25.07.2012 - Secteur des sciences sociales et humaines

Assistance aux comités de bioéthique en Afrique : une 2e session de formation très suivie au Gabon

© Flickr / Gabon, Africa Endeavor 2010 - US Army Africa

De très nombreux journalistes de la presse écrite, de la radio et de la télévision ont assisté, ce lundi 23 juillet 2012, à Libreville (Gabon), à l’ouverture de la 2e session de formation du Comité gabonais de bioéthique à laquelle participait des représentants du Gouvernement.

Afin de sensibiliser les populations locales aux problèmes bioéthiques actuellement en jeu au Gabon et expliquer l’importance du mandat du nouveau Comité gabonais de bioéthique, un point de presse devait être organisé chaque soir, jusqu’à la clôture des travaux  le 27 juillet. Une table-ronde devait par ailleurs se tenir, mercredi 25 juillet au soir, devant les caméras de la Radiotélévision Gabonaise (RTG1), avec la participation de deux experts internationaux et de la représentante de l’UNESCO engagés dans cette formation, ainsi que celle du Président du Comité National d'Éthique en matière de Recherche au Gabon (CNER), du Président du Conseil de l'ordre des médecins du Gabon et du Directeur général du ministère gabonais des Finances sous la tutelle duquel est placé le Comité national de bioéthique du Gabon.
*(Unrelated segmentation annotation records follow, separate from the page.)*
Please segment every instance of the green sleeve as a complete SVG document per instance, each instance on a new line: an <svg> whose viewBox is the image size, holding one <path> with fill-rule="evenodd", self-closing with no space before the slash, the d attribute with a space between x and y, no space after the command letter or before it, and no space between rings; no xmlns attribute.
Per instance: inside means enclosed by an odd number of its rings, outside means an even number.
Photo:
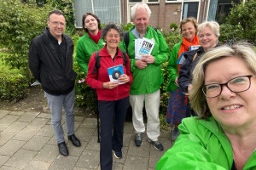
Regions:
<svg viewBox="0 0 256 170"><path fill-rule="evenodd" d="M87 75L88 60L86 59L85 49L82 39L79 39L76 49L76 60L81 70Z"/></svg>
<svg viewBox="0 0 256 170"><path fill-rule="evenodd" d="M196 120L195 121L196 122ZM182 123L179 125L180 135L175 141L174 145L168 150L156 165L156 170L169 169L193 169L193 170L226 170L226 167L220 166L213 162L213 158L206 150L204 144L208 141L209 138L206 138L206 141L201 141L201 138L205 138L206 131L203 128L197 128L201 132L201 136L197 136L194 132L189 131L189 126L196 126L195 123ZM195 129L196 127L193 127ZM212 133L211 133L212 135ZM216 152L218 153L218 141L213 141L216 147ZM213 143L212 141L212 143ZM215 144L217 143L217 144ZM223 152L215 154L222 160L225 160L225 155Z"/></svg>
<svg viewBox="0 0 256 170"><path fill-rule="evenodd" d="M159 53L154 54L154 57L155 59L154 64L160 65L168 60L168 56L170 55L170 49L163 35L160 31L157 31L159 37Z"/></svg>
<svg viewBox="0 0 256 170"><path fill-rule="evenodd" d="M129 36L130 36L130 32L129 32ZM127 53L129 58L130 58L130 62L131 62L131 72L133 72L136 69L136 65L135 65L135 61L136 61L136 59L134 59L134 56L131 57L131 54L135 54L135 50L134 50L134 42L132 42L134 41L134 37L131 38L130 37L130 42L129 42L129 52L126 51L126 45L124 42L124 40L122 42L120 42L119 45L119 48L121 49L121 50L124 50Z"/></svg>

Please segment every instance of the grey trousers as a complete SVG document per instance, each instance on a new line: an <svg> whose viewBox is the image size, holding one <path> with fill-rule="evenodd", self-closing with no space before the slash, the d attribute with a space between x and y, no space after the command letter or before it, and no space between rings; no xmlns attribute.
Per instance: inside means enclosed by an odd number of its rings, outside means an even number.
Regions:
<svg viewBox="0 0 256 170"><path fill-rule="evenodd" d="M70 136L74 133L74 88L69 94L64 95L51 95L44 91L44 97L48 100L48 105L51 113L51 125L57 143L65 142L64 131L61 125L62 107L65 111L67 133Z"/></svg>

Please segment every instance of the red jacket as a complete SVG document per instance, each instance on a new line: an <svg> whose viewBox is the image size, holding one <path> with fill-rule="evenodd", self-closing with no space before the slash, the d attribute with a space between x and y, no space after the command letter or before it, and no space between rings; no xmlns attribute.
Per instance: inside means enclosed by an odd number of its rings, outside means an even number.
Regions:
<svg viewBox="0 0 256 170"><path fill-rule="evenodd" d="M103 88L103 82L110 81L108 73L108 68L124 64L121 51L119 48L117 48L117 50L118 54L114 59L114 62L108 54L106 45L100 50L99 55L101 56L101 66L98 71L98 78L96 78L97 71L95 72L95 74L93 74L93 70L96 64L95 53L90 59L86 83L91 88L96 89L98 100L118 100L128 97L130 94L130 87L133 79L130 70L130 59L127 54L126 65L123 65L123 68L124 73L130 77L130 82L128 83L119 84L117 88L113 89Z"/></svg>

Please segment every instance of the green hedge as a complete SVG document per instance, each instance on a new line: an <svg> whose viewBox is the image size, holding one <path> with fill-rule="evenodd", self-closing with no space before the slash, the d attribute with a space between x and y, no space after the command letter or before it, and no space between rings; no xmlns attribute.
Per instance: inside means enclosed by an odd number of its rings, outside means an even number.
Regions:
<svg viewBox="0 0 256 170"><path fill-rule="evenodd" d="M0 98L17 102L28 94L28 82L18 70L0 70Z"/></svg>

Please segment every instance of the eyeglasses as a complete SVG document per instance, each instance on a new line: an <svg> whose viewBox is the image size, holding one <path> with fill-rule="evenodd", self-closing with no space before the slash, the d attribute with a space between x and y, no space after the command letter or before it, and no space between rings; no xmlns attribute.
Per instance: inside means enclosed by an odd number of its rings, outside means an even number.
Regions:
<svg viewBox="0 0 256 170"><path fill-rule="evenodd" d="M55 26L66 26L66 24L64 24L63 22L57 22L57 21L55 21L55 22L52 22L50 20L49 20L50 23L52 23Z"/></svg>
<svg viewBox="0 0 256 170"><path fill-rule="evenodd" d="M225 83L207 84L202 88L202 91L207 98L215 98L220 95L223 86L226 86L231 92L240 93L247 91L251 87L251 78L253 75L241 76L232 78Z"/></svg>

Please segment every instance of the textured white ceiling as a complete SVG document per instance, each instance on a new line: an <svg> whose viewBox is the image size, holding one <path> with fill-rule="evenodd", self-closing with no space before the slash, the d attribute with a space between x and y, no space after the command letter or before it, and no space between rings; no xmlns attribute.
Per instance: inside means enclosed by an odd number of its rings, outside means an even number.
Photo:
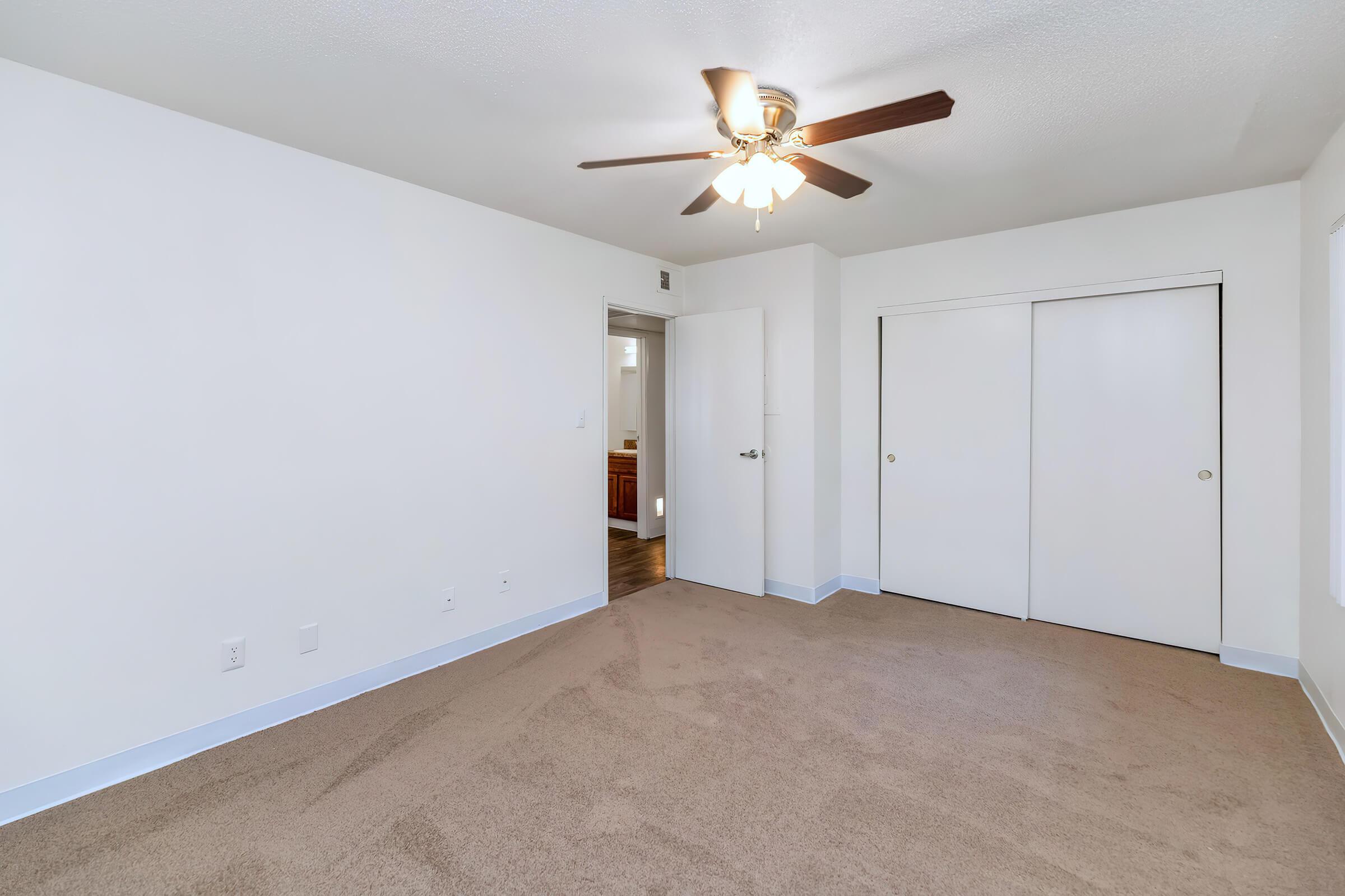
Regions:
<svg viewBox="0 0 1345 896"><path fill-rule="evenodd" d="M484 206L691 263L838 255L1298 177L1345 118L1340 0L5 0L0 55ZM819 146L752 230L681 216L722 146L698 70L800 122L944 89L946 121Z"/></svg>

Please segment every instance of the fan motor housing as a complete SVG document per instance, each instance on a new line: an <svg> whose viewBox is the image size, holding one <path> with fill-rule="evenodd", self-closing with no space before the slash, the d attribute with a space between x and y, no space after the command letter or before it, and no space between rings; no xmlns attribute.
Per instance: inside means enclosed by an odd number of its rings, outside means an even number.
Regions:
<svg viewBox="0 0 1345 896"><path fill-rule="evenodd" d="M763 87L757 85L757 99L761 101L761 111L765 117L765 130L775 142L784 140L784 136L794 129L799 116L795 109L794 97L776 87ZM733 140L733 132L724 122L720 114L714 122L720 133Z"/></svg>

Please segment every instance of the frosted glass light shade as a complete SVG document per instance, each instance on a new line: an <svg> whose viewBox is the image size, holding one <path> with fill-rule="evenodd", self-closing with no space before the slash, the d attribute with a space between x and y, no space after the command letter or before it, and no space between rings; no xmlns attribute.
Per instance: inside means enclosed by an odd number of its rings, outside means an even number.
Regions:
<svg viewBox="0 0 1345 896"><path fill-rule="evenodd" d="M794 195L803 181L803 172L787 163L783 159L775 160L773 171L771 172L775 180L775 192L780 193L780 199L788 199Z"/></svg>
<svg viewBox="0 0 1345 896"><path fill-rule="evenodd" d="M771 185L775 181L775 163L765 153L748 159L742 177L742 204L748 208L765 208L773 199Z"/></svg>
<svg viewBox="0 0 1345 896"><path fill-rule="evenodd" d="M720 172L720 176L710 181L714 187L714 192L720 193L720 197L726 203L738 201L738 196L742 195L742 175L745 168L741 163L733 163L728 168ZM702 181L705 183L705 181Z"/></svg>

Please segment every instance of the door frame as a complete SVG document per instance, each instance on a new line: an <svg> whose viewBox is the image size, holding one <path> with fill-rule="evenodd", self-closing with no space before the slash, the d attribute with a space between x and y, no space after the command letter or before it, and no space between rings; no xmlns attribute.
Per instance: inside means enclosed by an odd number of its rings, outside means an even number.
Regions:
<svg viewBox="0 0 1345 896"><path fill-rule="evenodd" d="M608 313L611 310L617 310L617 312L624 312L627 314L643 314L644 317L658 317L658 318L660 318L663 321L663 372L664 372L664 377L663 377L663 395L664 395L664 400L663 400L663 435L664 435L664 449L663 449L663 467L664 467L664 472L663 472L663 476L664 476L664 482L663 482L663 529L664 529L664 535L663 535L663 552L664 552L664 575L668 579L677 578L677 575L674 574L674 568L675 568L674 562L675 562L675 555L677 555L677 541L675 541L674 535L672 535L674 531L675 531L675 527L672 525L672 520L674 520L674 514L677 513L677 466L672 463L672 442L674 442L674 437L675 437L675 419L674 419L674 415L671 412L671 403L667 400L667 396L672 394L672 382L674 382L672 377L675 375L674 363L672 363L672 359L674 359L672 345L674 345L674 340L677 339L677 328L675 328L677 314L674 314L671 312L667 312L667 310L658 310L658 309L651 309L651 308L643 308L643 306L640 306L638 304L633 304L633 302L615 301L615 300L608 298L607 296L603 297L603 301L600 304L600 310L601 310L601 318L600 318L601 336L599 337L599 348L600 348L599 357L601 357L601 371L603 371L603 376L601 376L601 382L603 382L603 434L601 434L601 442L603 442L603 445L601 445L601 447L603 447L603 451L601 451L600 457L601 457L601 463L603 463L603 473L601 473L600 477L597 477L597 481L601 484L601 489L603 489L601 490L601 498L600 498L601 504L603 504L603 598L604 599L609 599L608 598L608 586L611 583L612 571L608 568L609 556L608 556L608 549L607 549L607 528L608 528L607 527L607 443L608 443L608 426L611 424L609 420L608 420L609 396L608 396L608 388L607 388L608 373L609 373L609 371L607 368L607 337L608 337L608 333L609 333L609 329L611 329L609 325L608 325ZM624 329L624 328L619 326L617 329ZM621 334L621 333L617 333L617 334ZM636 339L640 339L642 340L642 345L643 345L643 339L644 337L640 336L640 334L638 334L638 330L629 330L629 334L633 336L633 337L636 337ZM646 353L644 352L638 352L636 356L638 356L638 361L636 363L640 365L640 406L643 408L643 406L644 406L644 388L646 388L646 383L648 382L648 377L644 376L644 367L643 367L643 364L646 363L646 360L644 360L646 359ZM643 480L643 477L642 477L643 466L644 466L643 454L636 454L635 455L635 470L636 470L636 478L638 480ZM640 486L638 485L636 488L640 488ZM642 505L643 505L643 502L642 502ZM636 521L636 528L640 529L640 523L639 521ZM644 527L644 531L646 532L648 531L647 525ZM639 532L636 532L636 535L639 535Z"/></svg>
<svg viewBox="0 0 1345 896"><path fill-rule="evenodd" d="M1025 302L1053 302L1068 298L1092 298L1095 296L1126 296L1135 293L1150 293L1161 289L1180 289L1185 286L1217 286L1219 287L1219 637L1223 645L1224 637L1224 482L1228 476L1224 467L1224 271L1208 270L1189 274L1170 274L1166 277L1145 277L1139 279L1110 281L1102 283L1087 283L1080 286L1060 286L1054 289L1033 289L1020 293L993 293L989 296L968 296L959 298L927 298L905 302L901 305L880 305L878 317L878 442L874 451L878 482L878 582L882 582L882 318L902 314L924 314L928 312L944 312L960 308L987 308L991 305L1017 305ZM1032 480L1029 478L1029 488ZM1030 529L1029 529L1030 539ZM1028 582L1030 588L1032 566L1028 567ZM881 586L880 586L881 588ZM1030 594L1030 592L1029 592ZM1030 615L1030 596L1029 609ZM1022 617L1026 622L1029 617Z"/></svg>

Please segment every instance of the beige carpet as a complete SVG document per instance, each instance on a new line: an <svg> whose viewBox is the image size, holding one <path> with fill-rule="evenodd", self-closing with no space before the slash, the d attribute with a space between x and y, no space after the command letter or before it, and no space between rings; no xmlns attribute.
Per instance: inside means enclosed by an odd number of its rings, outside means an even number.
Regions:
<svg viewBox="0 0 1345 896"><path fill-rule="evenodd" d="M668 582L0 827L0 891L1345 893L1298 682Z"/></svg>

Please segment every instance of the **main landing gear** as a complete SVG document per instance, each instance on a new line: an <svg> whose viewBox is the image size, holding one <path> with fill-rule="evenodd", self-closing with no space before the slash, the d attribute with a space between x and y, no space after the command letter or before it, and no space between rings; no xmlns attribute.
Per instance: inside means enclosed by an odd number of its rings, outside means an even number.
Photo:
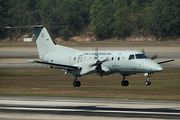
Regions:
<svg viewBox="0 0 180 120"><path fill-rule="evenodd" d="M81 86L81 82L77 81L78 76L75 76L74 82L73 82L73 86L74 87L80 87Z"/></svg>
<svg viewBox="0 0 180 120"><path fill-rule="evenodd" d="M147 81L145 82L145 85L151 85L151 81L149 80L149 78L153 75L153 73L145 73L144 76L147 77Z"/></svg>
<svg viewBox="0 0 180 120"><path fill-rule="evenodd" d="M125 80L126 79L126 75L123 75L123 80L121 82L121 85L122 86L128 86L129 85L129 81L128 80Z"/></svg>

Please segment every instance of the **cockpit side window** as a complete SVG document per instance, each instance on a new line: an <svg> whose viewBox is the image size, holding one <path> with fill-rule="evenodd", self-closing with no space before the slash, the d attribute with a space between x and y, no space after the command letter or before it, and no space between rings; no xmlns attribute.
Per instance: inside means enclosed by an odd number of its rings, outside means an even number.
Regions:
<svg viewBox="0 0 180 120"><path fill-rule="evenodd" d="M135 59L134 55L130 55L129 60L133 60L133 59Z"/></svg>
<svg viewBox="0 0 180 120"><path fill-rule="evenodd" d="M136 59L148 59L145 54L136 54Z"/></svg>

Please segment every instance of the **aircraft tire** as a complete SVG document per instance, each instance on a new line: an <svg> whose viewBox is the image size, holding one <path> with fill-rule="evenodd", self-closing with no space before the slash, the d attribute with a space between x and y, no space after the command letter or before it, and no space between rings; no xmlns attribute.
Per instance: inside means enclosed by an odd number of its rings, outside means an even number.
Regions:
<svg viewBox="0 0 180 120"><path fill-rule="evenodd" d="M129 85L129 81L128 80L122 81L121 85L122 86L128 86Z"/></svg>
<svg viewBox="0 0 180 120"><path fill-rule="evenodd" d="M151 85L151 81L146 81L146 82L145 82L145 85L146 85L146 86Z"/></svg>

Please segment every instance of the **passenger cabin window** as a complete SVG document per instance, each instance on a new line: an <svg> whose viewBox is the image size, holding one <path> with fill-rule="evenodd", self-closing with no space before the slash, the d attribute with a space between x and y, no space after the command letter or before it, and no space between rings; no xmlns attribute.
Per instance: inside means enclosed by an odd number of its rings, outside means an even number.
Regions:
<svg viewBox="0 0 180 120"><path fill-rule="evenodd" d="M133 60L133 59L135 59L134 55L130 55L129 60Z"/></svg>
<svg viewBox="0 0 180 120"><path fill-rule="evenodd" d="M148 59L145 54L136 54L136 59Z"/></svg>
<svg viewBox="0 0 180 120"><path fill-rule="evenodd" d="M112 57L111 60L113 61L113 60L114 60L114 57Z"/></svg>

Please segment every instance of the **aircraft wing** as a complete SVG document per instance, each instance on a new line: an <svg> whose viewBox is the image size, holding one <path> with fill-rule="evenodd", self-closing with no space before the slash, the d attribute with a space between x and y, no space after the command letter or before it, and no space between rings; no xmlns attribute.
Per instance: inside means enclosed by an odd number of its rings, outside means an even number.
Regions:
<svg viewBox="0 0 180 120"><path fill-rule="evenodd" d="M82 69L81 67L77 67L77 66L57 64L57 63L49 63L49 62L36 61L36 60L30 60L30 61L27 61L27 62L46 64L46 65L50 65L51 67L55 67L55 68L59 68L59 69L76 69L76 70L81 70Z"/></svg>
<svg viewBox="0 0 180 120"><path fill-rule="evenodd" d="M165 60L165 61L158 61L158 64L162 64L162 63L166 63L166 62L171 62L174 61L174 59L170 59L170 60Z"/></svg>

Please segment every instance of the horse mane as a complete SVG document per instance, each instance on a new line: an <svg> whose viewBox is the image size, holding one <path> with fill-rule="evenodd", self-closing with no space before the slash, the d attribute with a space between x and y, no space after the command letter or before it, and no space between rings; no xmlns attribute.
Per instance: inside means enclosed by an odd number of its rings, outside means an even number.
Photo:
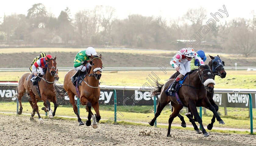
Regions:
<svg viewBox="0 0 256 146"><path fill-rule="evenodd" d="M203 65L202 66L204 68L206 69L210 69L210 66L207 64L204 64L204 65ZM196 72L198 71L198 70L199 70L200 69L200 68L198 67L198 68L197 68L195 70L191 70L190 72L188 72L187 73L188 74L191 74L194 73L194 72Z"/></svg>

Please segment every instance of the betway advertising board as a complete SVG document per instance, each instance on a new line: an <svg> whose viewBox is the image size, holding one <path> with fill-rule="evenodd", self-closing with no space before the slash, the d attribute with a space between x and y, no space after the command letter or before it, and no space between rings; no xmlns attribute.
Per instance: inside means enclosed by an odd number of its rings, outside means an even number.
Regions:
<svg viewBox="0 0 256 146"><path fill-rule="evenodd" d="M16 100L13 97L16 93L16 87L0 86L0 101L11 101ZM116 90L117 105L153 105L154 98L151 97L148 91ZM26 93L25 93L26 94ZM251 94L252 107L256 108L256 94ZM158 97L157 97L157 104ZM114 94L113 90L101 90L99 102L100 104L113 105ZM23 102L28 101L28 97L25 95L22 98ZM75 99L76 100L76 97ZM249 108L249 96L248 94L238 93L216 93L213 100L219 107L233 107ZM61 105L70 104L68 97L57 97L57 101ZM130 106L129 107L131 107Z"/></svg>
Mise en place dans le cadre du projet de l’UNESCO « Assistance aux comités de bioéthique » (ACB), à la demande du gouvernement, la 2e session de formation qui s’est ouverte, lundi matin, à l’hôtel Oukoumé Palace est entièrement consacrée aux applications concrètes des principes contenus dans la « Déclaration universelle sur la bioéthique et les droits de l’Homme » (2005) avec l’objectif d’assurer la réactivité du tout-nouveau comité national de bioéthique.

Ces 5 jours de formation permettront ainsi à la trentaine de membres du comité gabonais de bioéthique, non seulement de s’approprier les standards internationaux en vigueur en matière de bioéthique et de droits humains, mais également de procéder à des analyses de cas, d’identifier les dilemmes éthiques se posant au niveau mondial et dans leur pays, et plus spécifiquement de s’approprier la méthodologie délibérative utilisée pour les traiter.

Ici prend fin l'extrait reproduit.